Due to increasing demand, installed capacity of renewable energy in Sub-Saharan Africa is set to almost double in the coming years. Over the next 5 years, cumulative capacity of renewable energy in Africa is expected to rise to almost 70%.
Power and energy is intrinsic to the African continent’s growth. Throughout the continent, as well as globally, there has been a concerted move towards depending on renewable energy in Africa. According to Paolo Frankl, head of the renewable division at the Paris-based International Energy Agency (IEA) “A big chunk of this (growth) is hydro because of Ethiopia, but then you have solar … in South Africa, Nigeria and Namibia and wind in South Africa and Ethiopia as well,” Frankl predicts that installed capacity of renewable energy in the Sub-Sahara region will almost double from around 35 gigawatts now to above 60 GW given the right conditions.

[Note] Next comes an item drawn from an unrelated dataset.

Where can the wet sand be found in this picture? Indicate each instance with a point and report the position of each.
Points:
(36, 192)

For renewable energy in Africa to grow, it will require a lot of work. According to Frankl, “Africa has one of the best potential resources of renewables anywhere in the world, but it depends very much on the enabling framework, on the governance and the right rules.” There has been pushback from some governments, particularly those dependent on coal mining as a form of economic growth and job creation following the transition to a low-carbon trajectory to reduce harmful greenhouse gases. South Africa’s leading electric public utility, Eskom, has been especially reluctant to sign new deals with independent power producers. Eskom says it won’t sign new power producer agreements (PPAs) because the cost of electricity from independent power producers (IPPs) is too high. Many have questioned Eskom’s reluctance, considering the potential for job creation, skills development and socio-economic benefits that can come from these deals.
The inability of Eskom to sign the new power purchase agreements for two years has delayed investment of R58 billion, and hit investor confidence with at least one wind turbine manufacturing plant closing down, according to the South African Wind Energy Association. “The continent has a lot of potential, but the problem is financial and political issues, so all of our projects are being delayed for quite a long time, like with Eskom,” said Mason Qin, business development manager for southern and eastern Africa at China’s Goldwind.